ずっとパソコンを見つめていたため、目がチカチカする。
目薬をさして再度画面に向き合うも…だめだ、集中できない。
「…今日はもう限界、かな…」
よし、帰ろう。
明日提出の分は既に終わっているし、今やっているのはこの前仕事を休んだ子の分である。
別に今日やらなければいけない訳じゃない。
そう、だからもっと早く帰ることもできたのだが……
「…はー…」
だめだ、疲れた、もう考えたくない。
オフィスに鍵をかけて外に出る。
風が冷たい。
コートの襟を立て、マフラーに顔を埋めるようにして歩き出す。
タクシーを拾おう 。
タクシー乗り場がある駅前を目指しながら、暗い夜道を黙々と歩く。
だけど、何故かそこまで道は暗すぎず。
ああ、そうか、今日は満月なのか。
空を見上げて驚いた。

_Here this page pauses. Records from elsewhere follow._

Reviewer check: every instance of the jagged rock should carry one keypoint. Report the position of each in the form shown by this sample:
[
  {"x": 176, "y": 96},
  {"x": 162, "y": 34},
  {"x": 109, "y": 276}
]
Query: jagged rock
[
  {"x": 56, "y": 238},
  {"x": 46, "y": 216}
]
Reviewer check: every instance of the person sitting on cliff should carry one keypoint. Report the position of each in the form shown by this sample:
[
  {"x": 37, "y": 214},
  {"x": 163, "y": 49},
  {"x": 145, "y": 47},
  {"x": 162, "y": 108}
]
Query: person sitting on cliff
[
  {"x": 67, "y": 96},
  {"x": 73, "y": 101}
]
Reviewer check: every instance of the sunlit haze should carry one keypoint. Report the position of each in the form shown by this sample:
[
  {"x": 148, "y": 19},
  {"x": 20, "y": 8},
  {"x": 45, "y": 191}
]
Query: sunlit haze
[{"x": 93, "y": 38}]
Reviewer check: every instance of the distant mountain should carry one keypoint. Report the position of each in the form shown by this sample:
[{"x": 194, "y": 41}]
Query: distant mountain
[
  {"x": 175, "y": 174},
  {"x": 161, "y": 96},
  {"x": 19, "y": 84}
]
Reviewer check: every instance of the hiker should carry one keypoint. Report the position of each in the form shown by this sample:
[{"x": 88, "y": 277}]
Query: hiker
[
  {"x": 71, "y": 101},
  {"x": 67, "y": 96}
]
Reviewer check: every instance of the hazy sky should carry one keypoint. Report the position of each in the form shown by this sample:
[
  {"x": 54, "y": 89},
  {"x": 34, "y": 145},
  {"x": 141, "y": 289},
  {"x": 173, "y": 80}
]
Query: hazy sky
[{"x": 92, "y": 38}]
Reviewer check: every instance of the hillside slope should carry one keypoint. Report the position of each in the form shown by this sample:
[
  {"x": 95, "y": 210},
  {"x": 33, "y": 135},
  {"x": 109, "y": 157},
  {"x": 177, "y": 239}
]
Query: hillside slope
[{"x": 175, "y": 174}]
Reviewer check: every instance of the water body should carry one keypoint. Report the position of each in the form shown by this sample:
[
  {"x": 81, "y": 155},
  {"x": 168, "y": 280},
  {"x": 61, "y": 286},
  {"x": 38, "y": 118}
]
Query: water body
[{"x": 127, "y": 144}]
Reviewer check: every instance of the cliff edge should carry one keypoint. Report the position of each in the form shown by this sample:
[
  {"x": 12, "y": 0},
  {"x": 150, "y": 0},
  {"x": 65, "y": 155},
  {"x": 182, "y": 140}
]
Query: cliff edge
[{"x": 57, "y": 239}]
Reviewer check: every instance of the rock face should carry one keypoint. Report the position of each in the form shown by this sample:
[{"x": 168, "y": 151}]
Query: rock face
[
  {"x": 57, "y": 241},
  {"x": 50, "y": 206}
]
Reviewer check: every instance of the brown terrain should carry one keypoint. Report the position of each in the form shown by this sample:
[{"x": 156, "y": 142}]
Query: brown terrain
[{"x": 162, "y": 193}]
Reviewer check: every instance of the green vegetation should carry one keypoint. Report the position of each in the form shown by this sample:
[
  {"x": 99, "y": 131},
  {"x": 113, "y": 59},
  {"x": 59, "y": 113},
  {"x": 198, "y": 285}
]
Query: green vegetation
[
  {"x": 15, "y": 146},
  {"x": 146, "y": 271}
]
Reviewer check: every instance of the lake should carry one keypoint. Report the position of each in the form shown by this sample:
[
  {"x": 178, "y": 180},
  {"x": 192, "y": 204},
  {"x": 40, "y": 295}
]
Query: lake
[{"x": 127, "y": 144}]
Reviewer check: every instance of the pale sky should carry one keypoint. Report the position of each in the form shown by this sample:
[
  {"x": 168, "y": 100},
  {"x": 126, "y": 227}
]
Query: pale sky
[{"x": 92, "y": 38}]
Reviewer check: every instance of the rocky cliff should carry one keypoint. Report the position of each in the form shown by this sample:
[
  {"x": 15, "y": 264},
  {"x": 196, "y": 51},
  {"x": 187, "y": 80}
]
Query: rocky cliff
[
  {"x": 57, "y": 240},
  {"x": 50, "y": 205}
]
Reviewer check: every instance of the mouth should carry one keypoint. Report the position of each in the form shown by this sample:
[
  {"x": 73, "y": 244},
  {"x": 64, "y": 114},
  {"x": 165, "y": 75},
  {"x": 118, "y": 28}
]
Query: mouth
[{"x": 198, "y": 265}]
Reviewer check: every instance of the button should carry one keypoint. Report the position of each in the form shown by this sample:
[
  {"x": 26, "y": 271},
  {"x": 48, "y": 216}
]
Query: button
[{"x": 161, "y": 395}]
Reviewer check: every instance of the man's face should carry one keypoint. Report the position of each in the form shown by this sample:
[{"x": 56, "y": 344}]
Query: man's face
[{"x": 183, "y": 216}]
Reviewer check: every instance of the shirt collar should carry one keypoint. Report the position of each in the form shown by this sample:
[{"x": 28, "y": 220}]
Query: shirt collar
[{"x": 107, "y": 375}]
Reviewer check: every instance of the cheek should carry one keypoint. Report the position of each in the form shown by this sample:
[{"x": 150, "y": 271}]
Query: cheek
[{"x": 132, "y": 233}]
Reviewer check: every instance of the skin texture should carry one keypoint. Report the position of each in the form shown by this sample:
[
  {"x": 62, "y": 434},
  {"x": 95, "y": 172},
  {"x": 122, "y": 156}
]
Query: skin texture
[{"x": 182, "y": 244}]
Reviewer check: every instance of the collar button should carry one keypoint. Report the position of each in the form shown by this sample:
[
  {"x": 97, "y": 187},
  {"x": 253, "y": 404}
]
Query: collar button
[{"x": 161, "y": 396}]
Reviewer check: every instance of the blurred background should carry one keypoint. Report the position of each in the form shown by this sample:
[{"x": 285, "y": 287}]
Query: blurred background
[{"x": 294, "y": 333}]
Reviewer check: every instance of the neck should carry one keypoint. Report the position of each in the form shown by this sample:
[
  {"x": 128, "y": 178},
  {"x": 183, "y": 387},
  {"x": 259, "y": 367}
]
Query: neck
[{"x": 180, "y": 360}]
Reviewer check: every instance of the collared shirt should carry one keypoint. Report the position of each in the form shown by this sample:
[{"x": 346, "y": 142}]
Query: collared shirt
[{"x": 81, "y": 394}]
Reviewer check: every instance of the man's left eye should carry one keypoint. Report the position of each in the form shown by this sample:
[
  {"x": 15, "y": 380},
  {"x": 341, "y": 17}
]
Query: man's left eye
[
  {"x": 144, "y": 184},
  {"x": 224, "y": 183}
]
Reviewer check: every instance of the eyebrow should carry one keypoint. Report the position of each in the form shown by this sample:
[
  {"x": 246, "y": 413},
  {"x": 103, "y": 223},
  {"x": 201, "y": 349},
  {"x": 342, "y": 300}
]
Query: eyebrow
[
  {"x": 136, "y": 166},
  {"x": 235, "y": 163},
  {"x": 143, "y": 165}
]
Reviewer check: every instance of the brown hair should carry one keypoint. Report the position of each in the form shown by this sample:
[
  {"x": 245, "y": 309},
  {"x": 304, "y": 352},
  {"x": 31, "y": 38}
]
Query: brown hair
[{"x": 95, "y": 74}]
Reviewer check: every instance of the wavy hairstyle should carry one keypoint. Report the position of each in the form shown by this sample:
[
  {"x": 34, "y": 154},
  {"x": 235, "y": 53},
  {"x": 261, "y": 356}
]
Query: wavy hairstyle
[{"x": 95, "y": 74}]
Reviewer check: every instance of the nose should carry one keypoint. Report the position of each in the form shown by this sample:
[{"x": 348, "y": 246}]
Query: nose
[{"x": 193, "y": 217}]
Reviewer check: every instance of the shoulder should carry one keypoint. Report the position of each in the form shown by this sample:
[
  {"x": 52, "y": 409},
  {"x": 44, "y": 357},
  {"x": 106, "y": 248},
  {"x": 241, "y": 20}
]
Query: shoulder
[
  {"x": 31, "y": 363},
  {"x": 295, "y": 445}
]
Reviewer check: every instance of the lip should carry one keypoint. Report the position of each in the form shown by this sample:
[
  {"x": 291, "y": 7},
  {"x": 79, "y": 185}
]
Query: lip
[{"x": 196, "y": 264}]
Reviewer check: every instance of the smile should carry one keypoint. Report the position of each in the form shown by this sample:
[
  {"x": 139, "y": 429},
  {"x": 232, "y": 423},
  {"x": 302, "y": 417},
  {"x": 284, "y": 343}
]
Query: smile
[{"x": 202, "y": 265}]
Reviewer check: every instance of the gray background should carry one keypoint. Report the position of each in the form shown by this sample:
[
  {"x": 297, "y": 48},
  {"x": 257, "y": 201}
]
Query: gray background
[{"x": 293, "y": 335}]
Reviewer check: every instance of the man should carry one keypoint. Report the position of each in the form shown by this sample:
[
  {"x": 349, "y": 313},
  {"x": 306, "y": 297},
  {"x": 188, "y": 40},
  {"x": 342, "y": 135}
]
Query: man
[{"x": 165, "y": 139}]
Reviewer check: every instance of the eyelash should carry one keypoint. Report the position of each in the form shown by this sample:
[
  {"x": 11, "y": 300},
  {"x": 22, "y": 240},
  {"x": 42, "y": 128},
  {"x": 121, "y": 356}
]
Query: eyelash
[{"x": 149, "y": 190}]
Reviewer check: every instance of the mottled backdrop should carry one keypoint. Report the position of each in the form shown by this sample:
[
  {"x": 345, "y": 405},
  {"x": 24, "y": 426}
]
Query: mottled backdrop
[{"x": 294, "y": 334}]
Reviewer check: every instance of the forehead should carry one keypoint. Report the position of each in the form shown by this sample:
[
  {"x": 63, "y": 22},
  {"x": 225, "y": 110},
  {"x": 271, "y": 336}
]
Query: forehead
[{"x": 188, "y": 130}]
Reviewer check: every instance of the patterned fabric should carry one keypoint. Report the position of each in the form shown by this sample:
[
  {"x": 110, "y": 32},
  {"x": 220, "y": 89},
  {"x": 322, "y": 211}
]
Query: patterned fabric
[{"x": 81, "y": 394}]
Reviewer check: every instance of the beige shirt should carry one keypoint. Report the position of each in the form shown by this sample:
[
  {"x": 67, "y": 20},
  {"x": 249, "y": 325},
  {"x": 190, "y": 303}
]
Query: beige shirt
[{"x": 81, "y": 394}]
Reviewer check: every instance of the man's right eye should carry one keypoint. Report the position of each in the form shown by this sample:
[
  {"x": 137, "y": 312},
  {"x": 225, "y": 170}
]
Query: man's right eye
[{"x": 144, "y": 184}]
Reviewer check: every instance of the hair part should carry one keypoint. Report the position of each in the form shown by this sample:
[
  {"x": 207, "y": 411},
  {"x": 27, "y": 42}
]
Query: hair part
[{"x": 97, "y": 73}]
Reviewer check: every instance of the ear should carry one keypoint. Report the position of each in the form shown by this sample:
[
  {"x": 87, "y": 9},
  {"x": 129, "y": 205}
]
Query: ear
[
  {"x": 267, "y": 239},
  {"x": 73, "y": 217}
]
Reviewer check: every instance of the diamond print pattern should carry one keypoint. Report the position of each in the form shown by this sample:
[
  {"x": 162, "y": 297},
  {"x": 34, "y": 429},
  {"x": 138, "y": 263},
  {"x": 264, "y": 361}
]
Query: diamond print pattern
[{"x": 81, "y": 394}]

とても明るい。
まるで電球のような明るさの月がそこにはあった。
星もよく見える。
…あの時も、こんな夜、こんな月だった。
『…ほら、あれが……だよ…』
そう、あの星も光っていた。
『…ケイ…俺は……』
懐かしい日々、懐かしい声が溢れるように思い出される。
あの時の星空とあの人の指先。
頬を温かいものが伝った。
「…しまった…」
考えないようにしていたのに。
忘れる為に何かに没頭して毎日を過ごしていたのに…今日だって。
「……だめだ…考えるな…」
そうしなければ止まらなくなる。
あなたへの、俺の…
『…ケイ』
この想いが。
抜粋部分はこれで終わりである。